1. Welcome to attacking: the most important skill in our game. I’d also argue it’s the most interesting, least understood, and most dynamic of our game – making it the best place to pick some low-hanging fruit.
2. We need to understand the reality of attacking. As you can see above, only half of attacks result in a point.
3. Doing some quick math, that means that we essentially ignore 50% of the most important skill in volleyball. Yes most stats are looked at as a rate, meaning Kills / Attempts or (K – E – B) / Attempts. But by default, we are treating all non-terminal attacks the same, worth exactly 0 points. Are they really all equal? Are they really all worth exactly zero?
4. Alright, so you’re the coach – Bobby takes 10 swings: 4 kills, 1 error, and tips the other 5 to the libero. Billy also gets 10 swings: 4 kills, 1 error, crushes 3 other balls and forces an OOS attack from the opponent, and twice he chips the ball into the block and his team covers him and they attack again. Both guys are hitting 0.300, so they’re the same right? Well, there are basically two schools of thought.
5. I’m kidding, one school of thought. We naturally understand that forcing your opponent into an OOS attack rather than something in-system is better…but just how much better? 2x? 3x? 10x? And what about Billy, who chips the ball into the block – he basically creates another attack attempt for his team, that’s gotta be worth some love too right?
6. So the question becomes, how do I assign a value to something that doesn’t result in a point? The same way we do it for Serve Receive. By looking at your likelihood of winning the rally as a result of your action.
6.5 Given the specific outcomes, take (Won Rallies – Lost Rallies) / Attack Attempts >> this is Expected Value
7. Unfortunately, VolleyMetrics doesn’t give us a lot to work with. For attacking, there are 5 codes that translate to the x-axis variables above. 3 of which correspond to Terminal swings, leaving only 2 codes for in-play attacks. These are Attack+ and Attack- (what I’ve labeled “In-Play (good) & In-Play (poor), respectively). They’re mostly useless, but even in their uselessness, they paint a picture.

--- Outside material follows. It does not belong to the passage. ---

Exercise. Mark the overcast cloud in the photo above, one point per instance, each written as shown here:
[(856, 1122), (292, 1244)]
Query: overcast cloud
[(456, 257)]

8. Alright, you’re the coach again. Reframe the original question. Bobby, the tipper, gets 4 kills, 1 error, and 5 “poor” in-play attacks. Billy, the wunderkind, gets 4 kills, 1 error, and 5 “good” in-play attacks. Which bear is best? (bonus points for working wunderkind into the mix)
9. Do math.
Bobby: ((4 * 1.000) + (1 * -1.000) + (5 * -0.101)) / 10 = 0.250
Billy: ((4 * 1.000) + (1 * -1.000) + (5 * 0.163)) / 10 = 0.382
10. That’s a freaking 132 point gap.
11. I’d argue most coaches wouldn’t hesitate to bench Bobby in favor of Billy if this is how they viewed attack efficiency – even though their traditional “hitting efficiencies” were equivalent at 0.300.
12. We lose track of this gap, because on a single swing, +0.163 vs. -0.101 doesn’t look that different to the naked eye, neither attack ended the rally & since rallies are fast, we move on to the next sequence. But taken in the aggregate, these differences really start to add up – especially because until now, we’ve only been evaluating 50% of attacks correctly.
13. Back to the title: If he’s a good hitter, why doesn’t he hit good? “There is an epidemic failure within the game to understand what is really happening”
14. Now just think, what if instead of only using Attack+ and Attack-, we used more specific situations to evaluate attackers: finding the value of a perfect dig for the opponent vs. a poor dig for the opponent vs. dig that results in an overpass for us vs. a recycle off the block that we cover and are in-system on vs. ….. you get the idea. What if we look at all the possible outcomes when we attack & find the Expected Value for each of them & then gave appropriate credit when and where it’s due? That’d be cool.